The week on week turnover on the MCX was up 18% and open interest across all commodities rose 26%.
The decline in crude prices was a major trigger and the dollar added to volatility. The base metals pack witnessed resurgence even as bullion declined in tandem with fossil fuels. The volume stars were aluminium, copper, gold, mentha oil, natural gas, silver and zinc.
Open interest gainers were aluminium, copper, gold, mentha oil and silver. I advocate guarded trading in the coming week as the markets may attempt to discount a plethora of news triggers. Base metals still hold promise.
Agri-commodities
Mentha oil remained unsuccessful in overcoming the Rs 640 hurdle that is a pre-requisite for an upmove. Rs 605 levels will be a support that must not be violated if bulls are to have a fighting chance in the near term. Market internals indicate a 26% increase in turnover and a 7% increase in open interest. Await a breakout/breakdown beyond the support/resistance specified before taking a call on this commodity.
Metals
Aluminium has witnessed an upward bias as the weekly chart shows a resistance on the downsides at Rs 115 levels. The momentum players may take Rs 114 as a temporary bottom and trade with that assumption. A sustained trade below this threshold will witness short-term weakness. Market internals indicate a 58% increase in turnover and an 11% increase in open interest. Overhead supply may be expected in the Rs 122-124 band.
Copper has bounced higher from near the previous support area of Rs 302 and should it trade consistently above Rs 328 levels on a sustained basis, the possibility of an upmove is fair in the medium term. The biggest immediate trigger for this commodity will be the dollar/euro parity and should the dollar decline, expect the commodity to appreciate in the near term. Rs 336 levels need watching by the medium- and long-term players as above this threshold, the uptrend is likely to resume in earnest. Market internals indicate a 6% increase in turnover and a 5% increase in open interest.
Gold has fallen to test the recent support level of Rs 11,126 and is likely to remain under pressure in the near term. The fortunes of this commodity are tied closely to crude oil, though it is not the only overbearing factor. Market internals indicate a 24% increase in turnover and a 33% increase in open interest. These are signs of fresh shorts building up as the shraadh paksh (Hindu morning period) commences from Monday. Traditional players consider this period inauspicious and will not purchase. Besides, as long as crude remains under pressure, the yellow metal will also remain weak. Expect relief only above the Rs 11,675 levels.
Nickel is likely to witness support at Rs 830 levels as the near-term bottoms have been made on the hourly and end of day charts. As long as this support holds, expect the bulls to attempt fresh upmoves.
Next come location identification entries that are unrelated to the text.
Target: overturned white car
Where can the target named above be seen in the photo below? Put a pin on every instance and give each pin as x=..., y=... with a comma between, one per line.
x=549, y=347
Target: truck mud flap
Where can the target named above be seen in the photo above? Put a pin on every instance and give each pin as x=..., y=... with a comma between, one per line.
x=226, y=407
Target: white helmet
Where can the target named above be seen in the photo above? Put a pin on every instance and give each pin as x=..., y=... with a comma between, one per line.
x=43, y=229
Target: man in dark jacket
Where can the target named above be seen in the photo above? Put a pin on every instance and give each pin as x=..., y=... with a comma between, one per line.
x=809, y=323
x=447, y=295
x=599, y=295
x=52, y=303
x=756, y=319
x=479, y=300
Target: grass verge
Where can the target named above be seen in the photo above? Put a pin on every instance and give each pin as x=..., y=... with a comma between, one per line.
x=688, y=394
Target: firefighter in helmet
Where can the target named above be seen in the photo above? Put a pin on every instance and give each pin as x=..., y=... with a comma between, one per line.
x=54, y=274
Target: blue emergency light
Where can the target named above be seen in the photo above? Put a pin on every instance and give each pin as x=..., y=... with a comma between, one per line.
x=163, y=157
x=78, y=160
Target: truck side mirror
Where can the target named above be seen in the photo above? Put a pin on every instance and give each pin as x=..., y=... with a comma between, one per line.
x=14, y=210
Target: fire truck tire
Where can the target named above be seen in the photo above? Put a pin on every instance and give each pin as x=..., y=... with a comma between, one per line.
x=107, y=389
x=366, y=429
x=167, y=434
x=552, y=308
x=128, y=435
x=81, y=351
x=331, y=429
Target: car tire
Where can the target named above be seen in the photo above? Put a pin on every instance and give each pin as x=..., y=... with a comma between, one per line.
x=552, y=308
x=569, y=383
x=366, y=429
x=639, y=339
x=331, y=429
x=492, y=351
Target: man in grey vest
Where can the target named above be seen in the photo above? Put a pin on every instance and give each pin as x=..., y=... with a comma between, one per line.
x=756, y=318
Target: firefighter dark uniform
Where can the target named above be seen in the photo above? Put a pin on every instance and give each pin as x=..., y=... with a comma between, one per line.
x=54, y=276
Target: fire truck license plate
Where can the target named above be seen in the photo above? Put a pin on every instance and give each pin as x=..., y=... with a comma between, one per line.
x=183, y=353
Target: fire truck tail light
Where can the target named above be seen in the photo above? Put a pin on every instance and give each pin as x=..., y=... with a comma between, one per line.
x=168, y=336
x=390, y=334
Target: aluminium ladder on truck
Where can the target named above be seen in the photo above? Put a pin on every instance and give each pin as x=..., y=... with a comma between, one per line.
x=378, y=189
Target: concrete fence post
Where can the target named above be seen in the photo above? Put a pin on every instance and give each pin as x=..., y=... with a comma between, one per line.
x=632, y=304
Watch the price movement in the other base metals and follow the overall market outlook. Confirmation of a bullish outlook will come from a consistent trade above Rs 935 levels on higher volumes and expanding open interest.
Market internals indicate a 27% decline in turnover and 16% decline in open interest.
Platinum continues to remain an underperformer and an illiquid asset. Avoid this counter for now.
Silver is weak in tandem with gold as the multiple triggers of oil, dollar and economic outlook impact the near-term prices. The Rs 17,400 level needs watching and should this be violated with force, expect a decline to possibly test the recent major support at Rs 16,000 levels. Medium- and long-term players may buy at Rs 16,000 levels in staggered lots. Market internals indicate a 48% increase in turnover and a 60% increase in open interest. These are indicators of fresh shorts on the counter.
Zinc has indicated a swing reversal as per Gann studies and may test Rs 88-91 band if the market sentiments are not adversely hit by some unforeseen news trigger. The Rs 82 level will now be a stop-loss for the short-term bulls and long positions may be held. Market internals indicate a 5% increase in turnover and a 17% decrease in open interest as the short-term bulls unwound longs.
Energy
ATF witnessed no volumes this week and should be avoided.
CER is headed towards Rs 1,230 mark as the Rs 1,485 delta pattern inflection point could not be overcome. Market internals indicate a 57% increase in turnover and a static pen interest. The counter remains shallow and illiquid and traders are advised to wait and watch.
Crude oil has fallen below the Rs 4,760 support and close below this threshold. The commodity continues to weaken in spite of the US inventory remaining below the 300 million barrel-mark. These are signs of bull unwinding even as the international prices have violated the $100/barrel floor. The perceived demand destruction and the ongoing strength in the dollar is witnessing a decline in the bull interest on this commodity.
Await the fallout of the hurricane ‘Ike’ before taking fresh positions on this counter.
Market internals indicate a 5% decline in turnover and a 12% decline in open interest.
Natural gas is attempting to rally against the weakness in crude oil as the Rs 315 level will be a short-term support which needs watching by higher risk appetite short-term bulls.
The Rs 366-375 band is likely to be a stiff resistance in the near term and I expect overhead supply as the prices approach this threshold. Market internals indicate a 13% increase in turnover and a 22% decline in open interest as the bulls unwound longs.